Newborn Sarah has stopped baby-crying by the time she’s in her first diaper, wrapped in a hospital blanket and deposited in her mommy’s arms. German Anesthesiologist obliges us with a photo of mom, dad and baby. I get the camera back and frame mom and baby. A notice comes on the display screen, telling me the batteries are as good as dead. I have no backup Energizers in the pockets of my scrubs.

Nurse Victoria shoots me a look of death when she realizes baby’s first photo shoot has come to an abrupt, premature end thanks to dad’s inadequate planning. Eight minutes into fatherhood, and I’ve already earned a permanent slot on Vickie’s extensive shit list.

We get back to the hospital room, and Sarah — already taking her first nap — gets passed around to three grandparents. I change batteries in the camera, and along with everyone else, I take as many pictures as possible. Then I excuse myself to call my dad and a few close friends, wandering up and down the hospital hallways while I spread the news.

My mom finds me minutes later. Tells me I should get back to the hospital room because Tiffany’s about to breastfeed Sarah for the first time. It’s just me, her and our new baby in the room. Sarah latches right on, a true natural.

Now, I come from a small, reclusive family. I only have one brother, two years younger than I am. I didn’t grow up around babies, and I never really planned on having my own. Older couples I befriended would always tell me I’d change my mind when I met the right woman, and I shrugged it off until I did in fact meet my perfect counterpart.

We were barely boyfriend and girlfriend when Tiffany and I took her best friend’s 2 1/2 year old to Six Flags with us one afternoon. Watching Tiffany act so tender, patient and maternal with a cute little girl changed my mind in an instant.
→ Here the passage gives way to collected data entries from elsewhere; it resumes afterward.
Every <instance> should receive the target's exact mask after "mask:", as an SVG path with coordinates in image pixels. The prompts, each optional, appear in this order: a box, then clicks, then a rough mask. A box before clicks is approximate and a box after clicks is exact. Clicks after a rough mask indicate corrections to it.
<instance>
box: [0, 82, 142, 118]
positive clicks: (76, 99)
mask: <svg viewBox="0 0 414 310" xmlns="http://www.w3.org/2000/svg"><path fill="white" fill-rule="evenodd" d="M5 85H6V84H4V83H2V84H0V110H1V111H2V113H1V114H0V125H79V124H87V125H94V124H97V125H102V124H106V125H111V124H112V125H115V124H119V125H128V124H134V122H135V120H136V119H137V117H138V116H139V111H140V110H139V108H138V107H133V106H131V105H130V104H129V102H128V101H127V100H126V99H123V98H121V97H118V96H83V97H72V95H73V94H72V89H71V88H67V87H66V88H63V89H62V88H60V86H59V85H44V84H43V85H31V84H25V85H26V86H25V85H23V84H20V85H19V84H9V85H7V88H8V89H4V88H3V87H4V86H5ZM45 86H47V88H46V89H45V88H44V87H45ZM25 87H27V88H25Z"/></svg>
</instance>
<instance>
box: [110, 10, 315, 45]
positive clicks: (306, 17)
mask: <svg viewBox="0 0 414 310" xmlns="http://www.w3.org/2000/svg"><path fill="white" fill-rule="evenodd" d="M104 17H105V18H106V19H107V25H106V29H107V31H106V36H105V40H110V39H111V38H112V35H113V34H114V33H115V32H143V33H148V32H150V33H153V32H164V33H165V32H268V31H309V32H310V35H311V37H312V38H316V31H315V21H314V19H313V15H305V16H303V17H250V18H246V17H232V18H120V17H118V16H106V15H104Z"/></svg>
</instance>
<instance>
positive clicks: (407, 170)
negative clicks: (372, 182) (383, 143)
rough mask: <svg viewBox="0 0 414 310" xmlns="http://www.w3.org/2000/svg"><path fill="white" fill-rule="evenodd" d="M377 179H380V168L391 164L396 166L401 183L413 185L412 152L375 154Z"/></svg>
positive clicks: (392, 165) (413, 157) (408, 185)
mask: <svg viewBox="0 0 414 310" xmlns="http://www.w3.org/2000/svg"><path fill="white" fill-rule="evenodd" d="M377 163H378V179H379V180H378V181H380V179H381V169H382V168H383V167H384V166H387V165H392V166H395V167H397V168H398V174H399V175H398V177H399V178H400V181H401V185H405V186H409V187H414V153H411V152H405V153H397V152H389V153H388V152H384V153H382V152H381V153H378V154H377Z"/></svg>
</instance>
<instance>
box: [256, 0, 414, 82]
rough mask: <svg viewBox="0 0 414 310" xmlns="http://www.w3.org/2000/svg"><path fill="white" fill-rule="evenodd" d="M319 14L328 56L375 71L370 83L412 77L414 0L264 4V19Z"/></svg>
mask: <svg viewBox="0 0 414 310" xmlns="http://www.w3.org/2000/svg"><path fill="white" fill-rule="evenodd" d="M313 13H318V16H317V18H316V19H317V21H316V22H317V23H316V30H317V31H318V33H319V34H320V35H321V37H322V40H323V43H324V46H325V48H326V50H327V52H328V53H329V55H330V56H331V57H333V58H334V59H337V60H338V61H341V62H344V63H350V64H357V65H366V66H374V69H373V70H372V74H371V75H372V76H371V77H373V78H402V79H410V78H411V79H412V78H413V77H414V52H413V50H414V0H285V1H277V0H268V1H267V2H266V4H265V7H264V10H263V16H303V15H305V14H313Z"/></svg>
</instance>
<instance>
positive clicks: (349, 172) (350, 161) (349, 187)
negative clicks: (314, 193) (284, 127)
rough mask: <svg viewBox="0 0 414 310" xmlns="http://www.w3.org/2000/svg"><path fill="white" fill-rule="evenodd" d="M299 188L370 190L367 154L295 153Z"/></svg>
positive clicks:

I knew she was the only possible mother for the children I never thought I’d have.

That said, on Day One, I hold my baby like she’s a glass grenade that will self-destruct with any contact or movement. I’m still a week away from changing my first diaper. I’m about a year from feeling like I remotely know what I’m doing as a dad. But when I collapse on the couch in our hospital room, with an hours-old Sarah sleeping on my chest, I feel an overwhelming, proprietary love I didn’t know was inside me. This newborn girl has changed me in an instant.

I love you with all my heart, Sarah. Happy second birthday, sweetie pie.